Something prompted me to look back. I don’t know what made me do it, but as I reeled in on the only pool vaguely deep enough to harbour a Trout in the stark dry spring conditions, something stirred. A Trout rose in the impossibly thin water just below. The spot I had walked right past just a few minutes before, having written it off as a poor prospect.
I slid back a few yards into the short ryegrass pasture and moved very slowly downstream to a point opposite where the fish had risen to slake my curiosity as to where this fish was holding up. I shot a glance at the irrigation sprinkler whirring and clicking just back from the river. Then I cupped my hands either side of my sunglasses and commenced an intense stare while not daring to flinch.
I saw bedrock strewn with the odd mid-sized rock, pale in colour, covered by water smudged with the dust of a dry spring but otherwise clear as it gets. There were willow sticks hanging over the spot. The light was good. I could see the riverbed easily at that spot. 10 foot upstream there were some dark reflections and some shining water, but the area where the fish had risen, which was probably twice the size of your dining room table, was empty.
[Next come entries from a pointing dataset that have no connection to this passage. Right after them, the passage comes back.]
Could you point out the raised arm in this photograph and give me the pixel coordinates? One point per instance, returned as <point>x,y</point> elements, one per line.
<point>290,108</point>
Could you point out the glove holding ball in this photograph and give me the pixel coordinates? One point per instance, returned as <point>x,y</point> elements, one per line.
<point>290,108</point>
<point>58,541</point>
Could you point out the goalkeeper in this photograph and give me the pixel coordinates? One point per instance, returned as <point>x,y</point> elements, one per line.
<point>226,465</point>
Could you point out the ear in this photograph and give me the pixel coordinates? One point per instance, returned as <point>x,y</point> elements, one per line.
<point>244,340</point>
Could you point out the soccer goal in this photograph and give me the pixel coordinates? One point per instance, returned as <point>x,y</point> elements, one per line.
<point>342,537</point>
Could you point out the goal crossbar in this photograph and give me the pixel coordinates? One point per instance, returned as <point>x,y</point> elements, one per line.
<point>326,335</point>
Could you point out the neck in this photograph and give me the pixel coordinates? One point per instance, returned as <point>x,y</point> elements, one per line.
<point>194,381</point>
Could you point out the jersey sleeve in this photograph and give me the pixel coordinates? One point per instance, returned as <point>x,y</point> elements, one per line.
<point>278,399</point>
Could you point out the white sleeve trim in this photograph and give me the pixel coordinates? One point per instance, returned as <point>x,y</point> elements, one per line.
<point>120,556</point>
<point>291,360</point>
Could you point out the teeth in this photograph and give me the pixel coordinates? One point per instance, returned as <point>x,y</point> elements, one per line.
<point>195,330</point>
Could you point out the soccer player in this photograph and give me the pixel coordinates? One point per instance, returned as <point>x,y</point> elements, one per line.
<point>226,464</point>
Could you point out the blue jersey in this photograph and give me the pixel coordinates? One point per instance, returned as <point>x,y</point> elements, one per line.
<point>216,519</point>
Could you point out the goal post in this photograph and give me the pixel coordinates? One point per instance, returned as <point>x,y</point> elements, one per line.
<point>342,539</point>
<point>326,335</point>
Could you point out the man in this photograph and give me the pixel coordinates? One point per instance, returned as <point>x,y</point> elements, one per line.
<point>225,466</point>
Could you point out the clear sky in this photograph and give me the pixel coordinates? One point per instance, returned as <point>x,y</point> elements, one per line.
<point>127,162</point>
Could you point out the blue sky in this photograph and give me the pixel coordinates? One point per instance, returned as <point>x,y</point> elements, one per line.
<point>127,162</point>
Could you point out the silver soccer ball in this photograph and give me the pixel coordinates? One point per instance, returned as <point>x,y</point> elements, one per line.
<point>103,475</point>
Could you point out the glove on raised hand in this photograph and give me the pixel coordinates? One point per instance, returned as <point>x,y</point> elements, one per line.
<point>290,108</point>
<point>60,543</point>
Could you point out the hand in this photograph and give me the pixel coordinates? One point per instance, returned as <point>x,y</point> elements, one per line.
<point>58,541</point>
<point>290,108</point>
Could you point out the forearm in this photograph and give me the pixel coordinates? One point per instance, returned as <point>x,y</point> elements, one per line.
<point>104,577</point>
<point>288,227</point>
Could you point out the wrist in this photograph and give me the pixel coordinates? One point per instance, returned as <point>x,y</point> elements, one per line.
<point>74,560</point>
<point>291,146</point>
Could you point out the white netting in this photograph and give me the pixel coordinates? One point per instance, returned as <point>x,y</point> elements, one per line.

I kept up the stare. Where was this ghost? There had been no doubt about the rise, and there was almost no doubt that the river bed was devoid of fish. What was going on here? I kept up the stare, as one does in a state of puzzlement and inquisitiveness. Moments later a fish appeared swimming quite briskly downstream, almost straight at me, before turning to face upstream and commencing feeding. Its pectoral fins were active. Its mouth opened periodically and twice it came up to the surface for something. I stepped slowly back, since I felt too exposed in the short ryegrass pasture.
I watched the fish with excitement, which was broken momentarily when the irrigation sprinkler rained cold water onto my back and down my neck. I tried hard not to flinch, but my gaze had wandered. When I looked back a split second later, the fish was gone, but just as quickly there was a rise in the silver patch, then another in the dark patch. I crept forward so as to avoid another cold dousing of irrigation water, and watched and waited.
Soon enough the fish came downstream again and I watched it repeat the same pattern. Ah! A Trout in a patrolling circuit. Something we seldom see, but quintessential Trout behaviour nonetheless. Now that I had that code worked out, the mechanics of getting in a presentation needed attention. I was in the best casting position I could be in, without climbing into the river, and I suspected that sliding down the bank would mean I could no longer see the fish. That wasn’t going to work. If I was going to get this right I needed to know where it was in its circuit. I daren’t cast while it was swimming straight down towards me, as it would see me. So I resolved to wait until it turned and then moved a few feet upstream before making a cast. I watched another circuit in which it disappeared upstream and then reappeared as it had before, confirming the predictability of the circuit. I was ready for it on the next circuit. I had the dry fly out in the current and the little three weight cocked and ready. The fish turned and started working upstream, and with my heart in my throat I unleashed a cast. Straight into the willow sticks just behind the fish!
I waited until it had moved further and gently pried the fly out of the branches with a flick of the rod tip. I was in luck…the fly dropped onto the water, and I pulled it back into the ready position for the next delivery. On the next circuit I aimed wrong again, this time the fly landed behind the fish. Determining that I hadn’t spooked it, I got in a second cast, which landed the leader over its head and the fly in another willow stick, just an inch too far across. I breathed deeply, and resolved to slow down. To calm down.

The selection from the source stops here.